EN 中文

Causal World Modeling for Robot Control

Method name: LingBot-VA

Authors: Lin Li, Qihang Zhang, Yiming Luo, Shuai Yang, Ruilin Wang, Fei Han, Mingrui Yu, Zelin Gao, Nan Xue, Xing Zhu, Yujun Shen, Yinghao Xu

arXiv: 2601.21998; v1 was submitted on 2026-01-29, and the current version v2 was revised on 2026-03-22; the topics are cs.CV and cs.RO

Project: Project Page; GitHub; Base Checkpoint; RoboTwin Checkpoint; LIBERO-Long Checkpoint

1. Quick overview of the paper

One-sentence summary: LingBot-VA puts the video world model and robot action inference into the same causal autoregressive diffusion framework: first "imagine" the future in the latent video, then use inverse dynamics to decode the action, and use KV cache, teacher forcing causal mask, partial denoising and asynchronous execution to support closed-loop robot control.
What should the paper solve?Most existing VLAs output actions directly and reactively from the current image. Visual understanding, physical dynamics and motion control are squeezed into one supervision signal, which is prone to low sample efficiency and poor generalization. Existing world models often use open-loop or chunk-based bidirectional diffusion, making it difficult to continuously access real feedback.
The author's approachUse Wan2.2-5B video diffusion backbone as video stream, add a narrower action stream, and interact through Mixture-of-Transformers; interleave video tokens and action tokens into a single causal sequence according to time, and use flow matching to train visual dynamics and inverse dynamics simultaneously.
most important resultsThe average SR of RoboTwin 2.0 50 tasks reaches 92.93% Easy / 91.55% Hard; the average SR of LIBERO reaches 98.5%; 6 real-world tasks are only adapted with 50 demos per task, the average progress score is about 79.2%, and the average success rate is about 59.2%, both of which are higher than $\pi_{0.5}$'s about 65.4% / 39.2%.
Things to note when readingThe main text of the paper states that both real-world indicators are overall better, but the item-by-item table in the appendix shows that the progress score of Fold Clothes is higher for $\pi_{0.5}$ than LingBot-VA; the following report is objectively presented according to the original values in the table.

World Model Flow Matching Autoregressive Diffusion Mixture-of-Transformers Inverse Dynamics Asynchronous Control

LingBot-VA teaser
Figure 1. The overall positioning of the paper: LingBot-VA is pre-trained using large-scale video and robot action data, evaluated on real-world tasks and simulation benchmarks, and demonstrates few-sample adaptation, sequential memory and generalization capabilities.

core contribution

2. Motivation and related work

2.1 Representation entanglement of existing VLA

The paper believes that current VLA often adopts a feedforward policy: mapping current visual observations and language instructions directly to action sequences.

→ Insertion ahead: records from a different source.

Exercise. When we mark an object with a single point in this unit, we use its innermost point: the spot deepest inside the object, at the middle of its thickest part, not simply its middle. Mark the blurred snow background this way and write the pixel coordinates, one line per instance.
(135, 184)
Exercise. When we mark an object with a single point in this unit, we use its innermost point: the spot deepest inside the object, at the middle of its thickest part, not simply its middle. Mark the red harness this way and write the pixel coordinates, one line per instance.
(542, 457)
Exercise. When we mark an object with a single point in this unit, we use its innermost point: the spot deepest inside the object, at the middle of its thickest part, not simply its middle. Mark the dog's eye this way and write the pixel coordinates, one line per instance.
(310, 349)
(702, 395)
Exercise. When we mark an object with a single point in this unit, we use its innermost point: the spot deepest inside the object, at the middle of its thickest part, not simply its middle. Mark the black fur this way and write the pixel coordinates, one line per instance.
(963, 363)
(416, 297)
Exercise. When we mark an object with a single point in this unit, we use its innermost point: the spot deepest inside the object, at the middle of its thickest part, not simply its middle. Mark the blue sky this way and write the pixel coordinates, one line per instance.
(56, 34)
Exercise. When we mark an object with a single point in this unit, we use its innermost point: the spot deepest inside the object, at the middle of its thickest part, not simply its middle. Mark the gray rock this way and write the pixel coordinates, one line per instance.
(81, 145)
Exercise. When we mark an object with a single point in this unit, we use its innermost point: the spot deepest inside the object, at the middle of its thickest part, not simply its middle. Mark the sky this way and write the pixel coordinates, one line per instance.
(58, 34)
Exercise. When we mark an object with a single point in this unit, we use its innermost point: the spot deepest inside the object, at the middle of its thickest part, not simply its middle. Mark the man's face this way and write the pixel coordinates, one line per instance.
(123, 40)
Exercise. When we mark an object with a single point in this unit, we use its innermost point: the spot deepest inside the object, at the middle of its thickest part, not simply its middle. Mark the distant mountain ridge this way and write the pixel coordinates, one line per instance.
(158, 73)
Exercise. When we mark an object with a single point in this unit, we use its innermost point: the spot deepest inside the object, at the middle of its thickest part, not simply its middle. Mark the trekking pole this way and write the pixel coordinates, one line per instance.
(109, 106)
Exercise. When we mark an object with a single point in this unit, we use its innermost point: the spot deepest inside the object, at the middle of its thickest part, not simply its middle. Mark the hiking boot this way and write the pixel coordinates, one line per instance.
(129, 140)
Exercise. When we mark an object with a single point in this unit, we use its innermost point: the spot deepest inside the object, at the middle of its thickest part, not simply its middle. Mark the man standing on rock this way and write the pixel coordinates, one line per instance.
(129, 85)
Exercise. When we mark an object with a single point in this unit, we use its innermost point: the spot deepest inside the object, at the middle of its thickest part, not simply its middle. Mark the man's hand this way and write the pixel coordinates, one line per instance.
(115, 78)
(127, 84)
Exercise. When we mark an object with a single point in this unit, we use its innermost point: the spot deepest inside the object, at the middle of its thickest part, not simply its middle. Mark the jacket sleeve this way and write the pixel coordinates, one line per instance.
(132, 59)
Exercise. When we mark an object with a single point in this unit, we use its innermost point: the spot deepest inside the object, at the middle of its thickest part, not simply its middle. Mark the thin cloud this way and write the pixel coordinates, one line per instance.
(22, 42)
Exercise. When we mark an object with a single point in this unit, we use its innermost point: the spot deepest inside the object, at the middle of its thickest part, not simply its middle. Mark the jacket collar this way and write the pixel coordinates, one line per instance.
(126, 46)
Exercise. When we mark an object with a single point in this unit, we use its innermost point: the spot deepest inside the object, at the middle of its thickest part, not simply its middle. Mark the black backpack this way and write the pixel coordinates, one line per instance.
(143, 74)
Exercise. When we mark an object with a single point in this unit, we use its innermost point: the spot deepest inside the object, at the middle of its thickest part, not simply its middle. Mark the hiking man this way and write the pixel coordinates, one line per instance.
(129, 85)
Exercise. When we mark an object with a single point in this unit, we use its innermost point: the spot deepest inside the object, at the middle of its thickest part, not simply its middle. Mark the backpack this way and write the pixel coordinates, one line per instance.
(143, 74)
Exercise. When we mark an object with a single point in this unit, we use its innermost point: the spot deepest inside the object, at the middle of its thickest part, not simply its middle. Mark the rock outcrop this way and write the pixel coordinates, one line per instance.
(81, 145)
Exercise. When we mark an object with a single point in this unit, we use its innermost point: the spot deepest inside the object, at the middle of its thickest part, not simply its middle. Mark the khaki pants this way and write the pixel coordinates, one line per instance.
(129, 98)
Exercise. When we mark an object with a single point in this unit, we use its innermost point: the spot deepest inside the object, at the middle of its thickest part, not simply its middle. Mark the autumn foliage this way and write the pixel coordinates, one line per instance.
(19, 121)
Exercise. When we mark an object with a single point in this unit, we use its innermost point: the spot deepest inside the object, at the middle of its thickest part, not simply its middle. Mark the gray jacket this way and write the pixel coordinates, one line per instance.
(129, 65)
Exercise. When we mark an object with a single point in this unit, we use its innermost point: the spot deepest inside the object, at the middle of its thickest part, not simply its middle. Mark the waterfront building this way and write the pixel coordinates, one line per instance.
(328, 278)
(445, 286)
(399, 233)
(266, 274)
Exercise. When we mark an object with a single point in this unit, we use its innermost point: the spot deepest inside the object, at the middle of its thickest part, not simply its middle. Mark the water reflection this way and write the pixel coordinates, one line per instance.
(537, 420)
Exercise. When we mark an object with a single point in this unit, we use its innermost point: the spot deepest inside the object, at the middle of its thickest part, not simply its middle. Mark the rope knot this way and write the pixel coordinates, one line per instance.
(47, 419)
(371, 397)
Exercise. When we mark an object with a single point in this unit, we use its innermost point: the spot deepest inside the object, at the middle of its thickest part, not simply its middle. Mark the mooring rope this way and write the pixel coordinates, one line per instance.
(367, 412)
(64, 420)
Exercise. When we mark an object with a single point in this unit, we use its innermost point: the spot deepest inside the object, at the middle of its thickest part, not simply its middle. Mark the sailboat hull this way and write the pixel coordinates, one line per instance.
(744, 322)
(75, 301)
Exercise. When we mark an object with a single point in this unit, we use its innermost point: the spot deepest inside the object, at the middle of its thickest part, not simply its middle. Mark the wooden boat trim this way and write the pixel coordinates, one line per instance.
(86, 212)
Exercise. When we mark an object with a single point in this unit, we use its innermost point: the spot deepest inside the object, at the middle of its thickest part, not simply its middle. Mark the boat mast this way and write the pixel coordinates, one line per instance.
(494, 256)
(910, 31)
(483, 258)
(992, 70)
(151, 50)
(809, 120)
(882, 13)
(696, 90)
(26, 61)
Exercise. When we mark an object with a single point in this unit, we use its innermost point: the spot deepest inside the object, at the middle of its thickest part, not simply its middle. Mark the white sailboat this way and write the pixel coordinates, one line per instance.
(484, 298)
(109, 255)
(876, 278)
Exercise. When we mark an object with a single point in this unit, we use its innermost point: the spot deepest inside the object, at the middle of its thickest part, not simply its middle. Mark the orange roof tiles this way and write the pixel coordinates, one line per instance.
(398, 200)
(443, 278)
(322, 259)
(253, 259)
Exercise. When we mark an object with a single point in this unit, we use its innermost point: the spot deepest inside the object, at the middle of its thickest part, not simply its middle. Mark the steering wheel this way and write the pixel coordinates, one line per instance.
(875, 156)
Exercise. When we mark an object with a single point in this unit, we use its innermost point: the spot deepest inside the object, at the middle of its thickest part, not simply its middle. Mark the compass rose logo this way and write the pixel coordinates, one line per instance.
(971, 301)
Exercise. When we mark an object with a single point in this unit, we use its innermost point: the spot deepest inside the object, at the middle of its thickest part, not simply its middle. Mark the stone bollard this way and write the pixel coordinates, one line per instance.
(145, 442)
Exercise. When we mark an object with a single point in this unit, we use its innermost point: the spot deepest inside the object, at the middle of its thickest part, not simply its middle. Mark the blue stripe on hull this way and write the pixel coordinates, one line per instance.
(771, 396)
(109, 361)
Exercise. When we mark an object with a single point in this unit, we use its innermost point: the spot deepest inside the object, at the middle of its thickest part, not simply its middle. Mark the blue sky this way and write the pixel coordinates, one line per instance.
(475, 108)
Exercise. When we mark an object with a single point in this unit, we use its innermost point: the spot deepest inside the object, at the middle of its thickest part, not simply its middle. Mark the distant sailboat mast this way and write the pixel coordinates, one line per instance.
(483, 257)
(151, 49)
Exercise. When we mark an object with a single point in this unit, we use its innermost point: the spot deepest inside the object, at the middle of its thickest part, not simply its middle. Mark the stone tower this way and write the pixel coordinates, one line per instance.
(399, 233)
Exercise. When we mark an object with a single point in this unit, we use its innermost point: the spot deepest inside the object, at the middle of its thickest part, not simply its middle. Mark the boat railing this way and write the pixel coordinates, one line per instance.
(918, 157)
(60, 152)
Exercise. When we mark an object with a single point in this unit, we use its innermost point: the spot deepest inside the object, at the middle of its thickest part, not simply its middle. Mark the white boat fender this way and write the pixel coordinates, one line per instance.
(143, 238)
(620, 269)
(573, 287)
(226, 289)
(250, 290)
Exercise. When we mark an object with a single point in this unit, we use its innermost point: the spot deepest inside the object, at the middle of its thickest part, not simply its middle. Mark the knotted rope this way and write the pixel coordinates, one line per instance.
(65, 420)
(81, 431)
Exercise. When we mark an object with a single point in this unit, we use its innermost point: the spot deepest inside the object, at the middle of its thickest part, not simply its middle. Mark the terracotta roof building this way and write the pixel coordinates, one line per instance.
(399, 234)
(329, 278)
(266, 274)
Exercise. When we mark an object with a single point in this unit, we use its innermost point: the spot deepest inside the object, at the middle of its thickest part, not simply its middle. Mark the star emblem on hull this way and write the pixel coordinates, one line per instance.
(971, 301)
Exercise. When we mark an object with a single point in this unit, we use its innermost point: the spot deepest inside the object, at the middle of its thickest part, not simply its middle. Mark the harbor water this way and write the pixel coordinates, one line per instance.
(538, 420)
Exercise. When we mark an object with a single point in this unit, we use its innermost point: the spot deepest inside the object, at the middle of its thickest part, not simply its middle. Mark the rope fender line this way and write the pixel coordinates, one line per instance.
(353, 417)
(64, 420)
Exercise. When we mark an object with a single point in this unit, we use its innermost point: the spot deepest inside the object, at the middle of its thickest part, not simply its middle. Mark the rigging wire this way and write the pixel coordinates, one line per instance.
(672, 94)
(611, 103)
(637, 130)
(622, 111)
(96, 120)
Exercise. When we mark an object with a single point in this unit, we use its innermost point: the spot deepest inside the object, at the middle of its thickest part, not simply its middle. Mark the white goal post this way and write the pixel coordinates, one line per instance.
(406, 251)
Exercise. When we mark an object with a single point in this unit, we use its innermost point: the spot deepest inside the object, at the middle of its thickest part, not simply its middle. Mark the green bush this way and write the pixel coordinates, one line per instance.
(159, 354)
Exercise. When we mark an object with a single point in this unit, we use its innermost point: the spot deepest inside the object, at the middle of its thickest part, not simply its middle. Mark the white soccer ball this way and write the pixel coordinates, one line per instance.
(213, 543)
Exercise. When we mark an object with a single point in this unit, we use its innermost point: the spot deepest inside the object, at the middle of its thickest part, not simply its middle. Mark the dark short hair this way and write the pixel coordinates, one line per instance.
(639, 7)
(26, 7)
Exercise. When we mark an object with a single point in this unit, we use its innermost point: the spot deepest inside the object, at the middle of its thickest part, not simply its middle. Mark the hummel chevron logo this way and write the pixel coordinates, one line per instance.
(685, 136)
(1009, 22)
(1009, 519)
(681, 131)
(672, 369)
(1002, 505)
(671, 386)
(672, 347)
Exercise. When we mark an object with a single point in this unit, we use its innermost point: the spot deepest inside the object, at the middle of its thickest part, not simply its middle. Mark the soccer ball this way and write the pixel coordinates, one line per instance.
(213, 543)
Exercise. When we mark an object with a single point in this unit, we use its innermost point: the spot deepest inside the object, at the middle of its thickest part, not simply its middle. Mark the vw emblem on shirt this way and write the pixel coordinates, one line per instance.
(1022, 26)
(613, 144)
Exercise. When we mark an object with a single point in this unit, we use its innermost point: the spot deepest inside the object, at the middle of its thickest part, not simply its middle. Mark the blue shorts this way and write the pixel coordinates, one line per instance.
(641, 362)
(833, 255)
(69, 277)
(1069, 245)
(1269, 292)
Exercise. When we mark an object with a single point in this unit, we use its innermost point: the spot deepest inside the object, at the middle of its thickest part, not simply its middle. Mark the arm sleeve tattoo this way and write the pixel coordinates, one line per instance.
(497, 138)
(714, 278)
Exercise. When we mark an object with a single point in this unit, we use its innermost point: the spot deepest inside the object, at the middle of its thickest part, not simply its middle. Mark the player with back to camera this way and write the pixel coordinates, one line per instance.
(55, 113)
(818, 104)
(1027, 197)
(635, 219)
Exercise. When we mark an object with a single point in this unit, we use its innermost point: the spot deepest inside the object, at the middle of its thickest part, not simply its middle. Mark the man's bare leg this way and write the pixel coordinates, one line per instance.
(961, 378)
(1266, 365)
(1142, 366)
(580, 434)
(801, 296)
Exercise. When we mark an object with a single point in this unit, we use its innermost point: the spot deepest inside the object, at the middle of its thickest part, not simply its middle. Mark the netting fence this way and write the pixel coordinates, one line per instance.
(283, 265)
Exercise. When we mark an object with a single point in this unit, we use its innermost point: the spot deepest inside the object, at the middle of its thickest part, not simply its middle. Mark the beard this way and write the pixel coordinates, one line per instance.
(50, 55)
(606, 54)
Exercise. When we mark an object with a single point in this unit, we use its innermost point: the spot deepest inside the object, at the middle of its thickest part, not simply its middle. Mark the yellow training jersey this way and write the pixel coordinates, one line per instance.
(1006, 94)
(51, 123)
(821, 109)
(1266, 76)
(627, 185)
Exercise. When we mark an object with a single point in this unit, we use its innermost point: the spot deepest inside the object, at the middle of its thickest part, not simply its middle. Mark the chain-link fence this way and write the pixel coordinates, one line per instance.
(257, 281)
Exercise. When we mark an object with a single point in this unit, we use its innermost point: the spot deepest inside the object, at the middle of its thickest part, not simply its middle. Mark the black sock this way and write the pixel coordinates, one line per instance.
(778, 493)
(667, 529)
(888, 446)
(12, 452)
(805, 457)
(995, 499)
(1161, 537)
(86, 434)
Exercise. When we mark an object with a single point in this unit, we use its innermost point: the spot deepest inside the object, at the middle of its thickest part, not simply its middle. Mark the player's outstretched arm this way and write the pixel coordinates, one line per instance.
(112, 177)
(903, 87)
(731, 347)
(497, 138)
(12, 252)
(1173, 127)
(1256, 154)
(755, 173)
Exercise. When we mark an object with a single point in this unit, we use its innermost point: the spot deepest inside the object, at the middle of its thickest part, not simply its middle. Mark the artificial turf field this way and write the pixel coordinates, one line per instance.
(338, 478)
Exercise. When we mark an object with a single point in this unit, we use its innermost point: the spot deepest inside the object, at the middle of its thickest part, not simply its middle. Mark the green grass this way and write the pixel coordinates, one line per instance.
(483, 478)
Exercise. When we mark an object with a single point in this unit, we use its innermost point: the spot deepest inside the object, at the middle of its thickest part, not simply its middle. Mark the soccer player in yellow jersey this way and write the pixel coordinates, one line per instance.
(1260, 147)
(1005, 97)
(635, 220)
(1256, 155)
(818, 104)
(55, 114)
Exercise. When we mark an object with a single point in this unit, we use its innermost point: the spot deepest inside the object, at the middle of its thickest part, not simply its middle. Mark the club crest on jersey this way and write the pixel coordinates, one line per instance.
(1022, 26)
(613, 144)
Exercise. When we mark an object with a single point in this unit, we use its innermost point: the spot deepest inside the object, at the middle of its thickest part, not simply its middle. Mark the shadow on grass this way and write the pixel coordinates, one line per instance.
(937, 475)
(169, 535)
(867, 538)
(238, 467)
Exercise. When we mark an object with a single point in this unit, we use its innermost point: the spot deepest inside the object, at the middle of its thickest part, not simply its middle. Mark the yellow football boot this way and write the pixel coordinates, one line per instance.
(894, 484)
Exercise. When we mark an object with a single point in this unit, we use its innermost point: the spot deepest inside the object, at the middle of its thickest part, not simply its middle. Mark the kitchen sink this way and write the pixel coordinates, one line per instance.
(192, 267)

This method compresses visual semantics, physical dynamics and low-level motion control into the same representation and the same action supervision signal. The author calls it representation entanglement, and points out that this will lead to two problems: low sample efficiency, and limited generalization to new scenes, new objects, and long-term tasks.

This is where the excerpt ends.